Noi di De Gener Azione abbiamo deciso di rispondergli in maniera provocatoria e dissacrante il giorno del Pride, coprendoci il volto come molte donne combattenti fanno in molte parti del mondo, perché la lotta contro il patriarcato continua ad essere una battaglia quotidiana. Abbiamo avvolto le nostre teste alla maniera palestinese, celando i nostri volti con lo spirito di unitarietà delle indigene zapatiste del Chiapas.
Nella giornata dell’orgoglio LGBTQIA+, dove si elogia la diversità e l’unicità di ogni singola esistenza, ci siamo coperte i volti per un motivo: l’autodeterminazione.
Assurdo ma vero, nel 2018 è ancora necessario pretenderla e difenderla.
Dovremmo essere liberi e libere di scegliere, di coprirci o di scoprirci, in nessun caso e per nessun motivo una scelta autodeterminata dovrebbe essere messa in discussione.
Ognuna di noi dovrebbe essere libera di poter esprimere se stessa senza essere giudicata in nessun modo.

Rifiutiamo la retorica xenofoba e machista che Matteo Salvini utilizza, e che purtroppo ritroviamo sulle bocche ignoranti di tanti politici e non solo.
Rifiutiamo questa mentalità etnocentrica, incapace di decentrarsi e di vedere che l’oppressione della donna è ovunque, anche in Occidente. Sosteniamo invece la libertà di autodeterminazione di ogni donna su questo pianeta, vestita o svestita.

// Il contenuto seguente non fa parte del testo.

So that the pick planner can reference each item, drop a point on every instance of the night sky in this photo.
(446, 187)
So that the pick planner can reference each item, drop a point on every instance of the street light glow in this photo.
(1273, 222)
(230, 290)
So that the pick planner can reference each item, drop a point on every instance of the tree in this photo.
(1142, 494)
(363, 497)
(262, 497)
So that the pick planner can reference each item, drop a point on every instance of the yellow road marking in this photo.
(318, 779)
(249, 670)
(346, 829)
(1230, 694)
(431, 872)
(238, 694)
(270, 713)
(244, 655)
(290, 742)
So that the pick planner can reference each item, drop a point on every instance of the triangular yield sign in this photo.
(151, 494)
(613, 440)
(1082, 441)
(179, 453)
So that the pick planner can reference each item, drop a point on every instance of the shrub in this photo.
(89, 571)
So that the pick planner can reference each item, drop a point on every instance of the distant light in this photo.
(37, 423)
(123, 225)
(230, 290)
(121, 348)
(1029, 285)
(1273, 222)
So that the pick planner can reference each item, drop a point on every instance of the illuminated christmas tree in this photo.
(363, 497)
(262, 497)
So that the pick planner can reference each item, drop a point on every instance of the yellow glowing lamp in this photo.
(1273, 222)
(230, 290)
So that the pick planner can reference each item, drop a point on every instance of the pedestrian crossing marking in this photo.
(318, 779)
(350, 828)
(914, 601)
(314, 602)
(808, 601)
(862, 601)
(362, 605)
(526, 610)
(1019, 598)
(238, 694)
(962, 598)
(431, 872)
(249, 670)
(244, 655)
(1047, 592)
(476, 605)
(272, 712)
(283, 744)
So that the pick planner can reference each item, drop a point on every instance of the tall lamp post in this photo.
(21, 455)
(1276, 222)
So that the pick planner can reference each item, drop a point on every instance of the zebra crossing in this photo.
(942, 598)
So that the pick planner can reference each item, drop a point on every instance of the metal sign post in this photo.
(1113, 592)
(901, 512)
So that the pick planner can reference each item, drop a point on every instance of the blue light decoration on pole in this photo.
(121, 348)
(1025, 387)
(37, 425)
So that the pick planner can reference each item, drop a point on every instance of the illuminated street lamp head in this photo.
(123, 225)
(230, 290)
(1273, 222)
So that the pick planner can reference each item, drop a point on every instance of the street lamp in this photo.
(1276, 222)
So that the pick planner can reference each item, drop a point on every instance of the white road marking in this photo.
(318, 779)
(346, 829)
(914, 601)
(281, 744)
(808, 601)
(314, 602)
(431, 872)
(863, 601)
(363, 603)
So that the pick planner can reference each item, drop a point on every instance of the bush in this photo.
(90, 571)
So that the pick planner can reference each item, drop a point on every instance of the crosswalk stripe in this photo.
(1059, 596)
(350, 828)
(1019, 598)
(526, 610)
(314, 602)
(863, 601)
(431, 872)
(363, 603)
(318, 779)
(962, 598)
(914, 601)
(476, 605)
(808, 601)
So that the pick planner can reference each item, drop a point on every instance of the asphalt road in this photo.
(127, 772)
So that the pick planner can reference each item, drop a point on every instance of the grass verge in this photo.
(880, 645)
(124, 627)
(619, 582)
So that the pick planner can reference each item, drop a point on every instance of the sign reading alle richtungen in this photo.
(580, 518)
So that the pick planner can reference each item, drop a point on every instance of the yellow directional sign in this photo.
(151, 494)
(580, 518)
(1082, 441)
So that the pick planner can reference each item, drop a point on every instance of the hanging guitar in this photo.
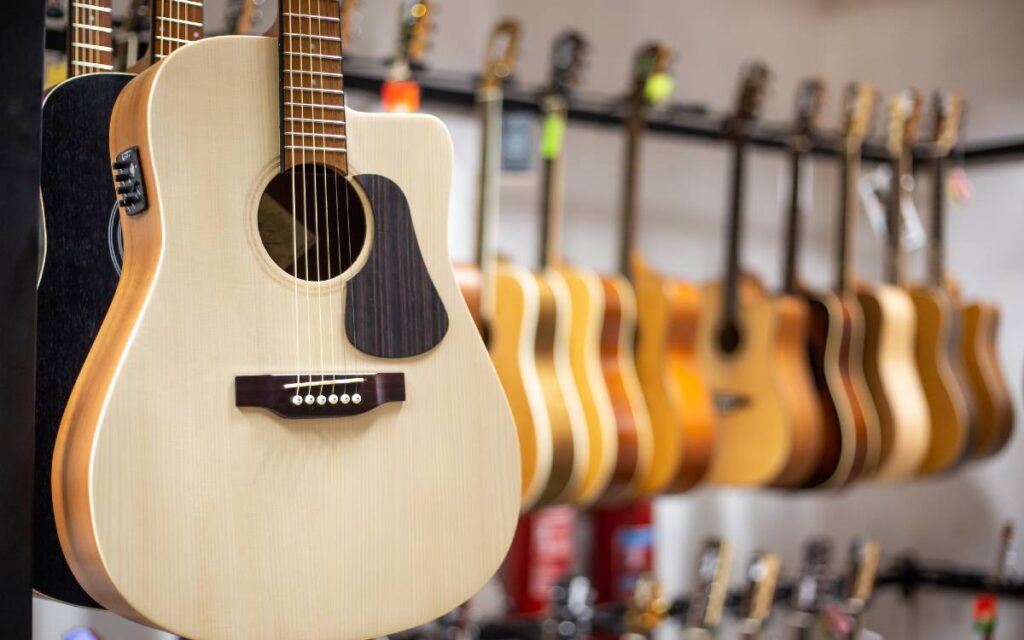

Per noi, la libertà risiede proprio nella possibilità di scegliere consapevolmente se spogliarsi o se coprirsi, in una società che ci sostiene e che ci informa, tutelando la nostra essenza originale e insegnandoci a tutelare quella delle altre.
Vogliamo una società antisessista che non ripercuota sui nostri corpi uno sguardo patriarcale e capitalista. Una società che non pieghi il nostro corpo alle logiche di mercato. Una società che non ci sfrutti e che non ci discrimini.
Lottiamo per questo e per molto di più, perché vogliamo tutto!

Ci volevate silenziose ma siamo diventate guerriere.